For the first time in his career, Cameron seems to be playing the hits, at least on a structural level. If it ain’t broke, don’t fix it. When working with an unprecedentedly gargantuan scale, the urge to stick to what you know is understandable but disappointing. Big picture narrative beats are easy to see coming from hours and acts away, but the emotional revelations between characters are not and that’s what keeps this sequel still feeling fresh. That and Cameron’s willingness to get freakier and more unabashedly goofy with it, though it’s hard to imagine that latter descriptor ever enters his lexicon.
Varang is a particular gateway drug to Gonzoland. Chaplin’s physical presence is intoxicating and her playfulness lights up the screen in the most exciting addition this film makes to the world of Pandora. This femme fatale archetype is a familiar staple of Cameron’s oeuvre and a welcome one here, especially as the ash clan’s fire-domme antics with the increasingly conflicted Quaritch escalate. Cameron lets his freak flag fly as much with their tryst as he flies his big, earnest conservationist flag in sequences dedicated to the fight for the Tulkun, Pandora’s incredibly intelligent whale-esque species being hunted by the human forces.

It’s in that latter portion, Cameron’s unerring humanism, that the film soars as its predecessors did, but also where it flounders as they did. Na’vi culture is still a nondiscerning hodgepodge simulacrum of various native cultures whose traditions are approximated to questionable ends by a heavily white cast. Is this all in the vein of “good old-fashioned” boomer liberalism? Probably, but even when building a fantasy world around the subversion of the horrible “noble savage” trope, the initial steeping of the world in it is still quite reprehensible. Of course, this is all a fantasy world and there is no Na’vi culture being appropriated, and it’s a miracle that Cameron pulls these off time and again.

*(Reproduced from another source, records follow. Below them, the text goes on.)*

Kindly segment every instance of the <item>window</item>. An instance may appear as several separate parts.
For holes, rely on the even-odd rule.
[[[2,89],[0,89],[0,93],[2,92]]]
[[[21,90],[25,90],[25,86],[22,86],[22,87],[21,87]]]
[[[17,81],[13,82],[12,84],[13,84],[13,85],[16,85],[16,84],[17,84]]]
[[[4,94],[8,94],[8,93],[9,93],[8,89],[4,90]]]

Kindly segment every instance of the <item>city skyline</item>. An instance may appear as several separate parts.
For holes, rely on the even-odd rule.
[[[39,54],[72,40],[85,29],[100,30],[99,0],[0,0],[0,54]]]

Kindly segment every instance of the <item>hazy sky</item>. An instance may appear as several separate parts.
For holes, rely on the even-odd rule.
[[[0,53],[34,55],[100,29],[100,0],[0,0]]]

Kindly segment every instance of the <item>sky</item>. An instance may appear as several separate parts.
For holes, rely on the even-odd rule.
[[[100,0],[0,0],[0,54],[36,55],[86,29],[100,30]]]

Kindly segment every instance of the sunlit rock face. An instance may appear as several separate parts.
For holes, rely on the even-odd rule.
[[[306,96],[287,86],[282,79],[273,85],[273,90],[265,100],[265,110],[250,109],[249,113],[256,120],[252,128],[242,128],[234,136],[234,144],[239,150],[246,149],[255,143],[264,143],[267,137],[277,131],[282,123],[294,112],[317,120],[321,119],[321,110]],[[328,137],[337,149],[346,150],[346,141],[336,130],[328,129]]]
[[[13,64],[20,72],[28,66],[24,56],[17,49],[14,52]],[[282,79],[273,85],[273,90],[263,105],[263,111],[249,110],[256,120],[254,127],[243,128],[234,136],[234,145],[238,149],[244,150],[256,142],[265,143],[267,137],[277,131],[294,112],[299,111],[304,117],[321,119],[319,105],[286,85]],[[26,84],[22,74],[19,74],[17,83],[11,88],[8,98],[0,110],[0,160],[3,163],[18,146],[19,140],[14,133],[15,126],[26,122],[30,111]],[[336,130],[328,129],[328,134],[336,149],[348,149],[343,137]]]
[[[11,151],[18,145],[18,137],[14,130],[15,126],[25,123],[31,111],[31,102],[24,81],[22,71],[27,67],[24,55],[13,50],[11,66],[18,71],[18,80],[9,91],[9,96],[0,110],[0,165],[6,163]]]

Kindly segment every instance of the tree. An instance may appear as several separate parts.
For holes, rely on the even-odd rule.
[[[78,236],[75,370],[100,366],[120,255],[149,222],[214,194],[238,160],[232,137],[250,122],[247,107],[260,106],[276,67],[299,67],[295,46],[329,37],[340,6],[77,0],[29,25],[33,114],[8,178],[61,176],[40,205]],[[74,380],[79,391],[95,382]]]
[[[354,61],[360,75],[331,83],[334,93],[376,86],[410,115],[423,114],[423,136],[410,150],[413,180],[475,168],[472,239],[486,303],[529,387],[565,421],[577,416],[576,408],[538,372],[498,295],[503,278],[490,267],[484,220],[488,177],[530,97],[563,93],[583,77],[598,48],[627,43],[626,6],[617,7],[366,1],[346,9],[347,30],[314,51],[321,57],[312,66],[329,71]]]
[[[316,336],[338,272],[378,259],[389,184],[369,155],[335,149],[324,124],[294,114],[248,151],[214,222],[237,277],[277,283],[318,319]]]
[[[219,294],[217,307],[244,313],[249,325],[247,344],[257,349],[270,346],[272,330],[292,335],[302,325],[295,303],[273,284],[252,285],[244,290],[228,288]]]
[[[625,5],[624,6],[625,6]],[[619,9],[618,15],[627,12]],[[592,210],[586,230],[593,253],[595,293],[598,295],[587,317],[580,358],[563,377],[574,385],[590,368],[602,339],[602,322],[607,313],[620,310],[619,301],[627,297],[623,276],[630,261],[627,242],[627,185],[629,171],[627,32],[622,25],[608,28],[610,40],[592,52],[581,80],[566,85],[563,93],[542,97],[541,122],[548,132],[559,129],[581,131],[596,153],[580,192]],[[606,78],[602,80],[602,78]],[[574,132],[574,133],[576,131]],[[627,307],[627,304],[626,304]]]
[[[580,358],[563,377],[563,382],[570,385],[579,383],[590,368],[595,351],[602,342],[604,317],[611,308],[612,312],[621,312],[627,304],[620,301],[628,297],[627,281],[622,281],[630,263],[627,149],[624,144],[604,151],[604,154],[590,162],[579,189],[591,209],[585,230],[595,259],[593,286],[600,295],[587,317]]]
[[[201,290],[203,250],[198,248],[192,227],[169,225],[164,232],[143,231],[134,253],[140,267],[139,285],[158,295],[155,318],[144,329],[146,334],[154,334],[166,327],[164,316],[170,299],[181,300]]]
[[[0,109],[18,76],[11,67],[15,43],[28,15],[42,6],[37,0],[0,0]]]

That the master of spectacle is deeply committed to this series, alleging to make two more if this follows suit in cracking the $2 billion mark at the box office, or near it, says a lot about his passion, but the films speak even louder. Blockbusters have missed Cameron’s zeal and bombastic, gaudy tastes. His endless innovations in the worlds of performance capture and 3D may read as empty or vain tricks, but they never fail to dazzle. When most studio filmmaking feels anonymous and palatable, “Avatar” once again serves as a reminder that there are no limits to cinema. Even if not all that narratively audacious, there is no doubting the emotional and visual splendor of Cameron’s returns to Pandora.
“Avatar: Fire and Ash” opens in theaters Friday.